Analysts, commodity producers and metals traders agree that Earth's precious metal reserves are steadily decreasing. In South Africa, gold is often extracted at depths of up to 6,000 metres, which is leading to big increases in production costs. According to recent analysis from the World Gold Council – an umbrella organisation representing miners, traders, and gold exporters – the volume of gold extracted throughout human history would only fill three and a half Olympic swimming pools, or 8,000 cubic metres.

Should Planetary Resources' plans become reality at some point in the future – a big “if” – they would of course drastically increase metal supply here on Earth. Experts are convinced that gold, silver and platinum production on Near Earth Objects can become a reality. The decisive question is how much such an ambitious project might cost.

According to calculations made by staff members of the Collaborative Modelling for Parametric Assessment of Space Systems (COMPASS) at NASA’s Glenn Research Center in Cleveland, Ohio, producing metals on Near Earth Asteroids would have an approximate cost of $2.6 billion.

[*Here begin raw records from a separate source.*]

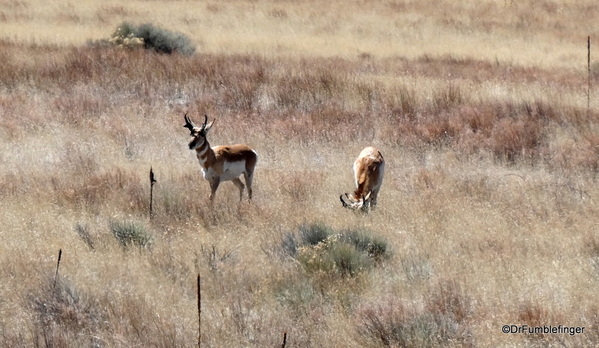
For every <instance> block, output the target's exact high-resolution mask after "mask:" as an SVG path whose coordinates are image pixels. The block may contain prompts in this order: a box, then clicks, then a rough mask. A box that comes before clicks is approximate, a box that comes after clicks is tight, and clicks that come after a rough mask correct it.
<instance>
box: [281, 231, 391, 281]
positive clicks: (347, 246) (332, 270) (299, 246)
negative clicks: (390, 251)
mask: <svg viewBox="0 0 599 348" xmlns="http://www.w3.org/2000/svg"><path fill="white" fill-rule="evenodd" d="M298 234H299V238H297V237H296V234H293V233H288V234H286V235H285V236H284V238H283V240H282V243H281V246H282V248H283V250H284V251H285V252H286V254H288V255H291V256H292V257H294V258H296V259H297V260H298V261H299V263H300V264H301V265H302V266H303V267H304V269H305V270H306V271H308V273H322V272H324V273H333V274H338V275H341V276H342V277H355V276H356V275H358V274H359V273H360V272H362V271H365V270H368V269H370V268H372V267H373V266H374V265H375V264H376V263H377V262H379V261H380V260H382V259H383V258H386V257H388V256H389V253H388V250H387V242H386V241H385V240H383V239H381V238H378V237H374V236H372V233H371V232H369V231H365V230H352V229H346V230H343V231H341V232H337V231H335V230H334V229H333V228H332V227H330V226H327V225H325V224H322V223H312V224H303V225H301V226H300V227H299V233H298ZM298 239H299V240H298Z"/></svg>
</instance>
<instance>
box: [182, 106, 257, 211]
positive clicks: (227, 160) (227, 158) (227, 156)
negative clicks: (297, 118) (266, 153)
mask: <svg viewBox="0 0 599 348" xmlns="http://www.w3.org/2000/svg"><path fill="white" fill-rule="evenodd" d="M184 118H185V126H183V127H185V128H188V129H189V131H190V132H191V136H192V137H193V139H192V140H191V141H190V142H189V149H190V150H195V151H196V156H197V157H198V161H199V162H200V166H202V173H203V175H204V179H206V180H207V181H208V182H209V183H210V191H211V192H210V196H209V199H210V200H211V201H212V200H213V199H214V194H215V193H216V190H217V189H218V186H219V185H220V183H221V182H223V181H232V182H233V184H235V186H237V188H239V200H240V201H241V200H242V199H243V189H244V188H245V185H244V184H243V182H242V181H241V179H240V177H241V175H243V176H244V177H245V184H246V185H247V188H248V197H249V199H252V180H253V177H254V167H255V166H256V163H257V162H258V155H257V154H256V152H255V151H254V150H252V149H251V148H250V147H249V146H247V145H245V144H237V145H229V146H214V147H210V143H208V140H207V139H206V135H207V134H208V131H210V128H212V125H213V124H214V121H212V122H210V124H207V122H208V116H205V119H204V123H203V124H202V126H201V127H196V126H195V125H194V124H193V122H191V120H190V119H189V117H187V114H185V117H184Z"/></svg>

During last Tuesday's press conference Dr Peter Diamandis, co-founder and vice-president of Planetary Resources, stated that those metals can be found in almost unlimited quantities in space. Even if a large amount of these precious metals produced on asteroids would most probably not find their way back to Earth, the idea – twinned with the right equipment and technological advances – could trigger space’s first gold rush.

An increasing number of successful entrepreneurs and investors are backing the project. According to Planetary Resources, cost-effective production will mainly depend on the water resources found on those asteroids. Minerals extracted through “exploration telescopes” would be transported to Earth by space ships powered by energy from hydrogen.

Though ambitious and somewhat outlandish at the moment, the company's founders defend their plans, arguing that throughout human history great ideas have mostly been met with rejection or great scepticism. This was the case with the first trip to the Moon, and with plans about offering pleasure trips into space. But today both these ideas have become a reality (thought admittedly the latter is only available to the very wealthy).

Should these production plans become reality and so flood the markets with metals from space, this would result in a drop in metal prices. But of course, we are still a long way from this particular (space) ship sailing.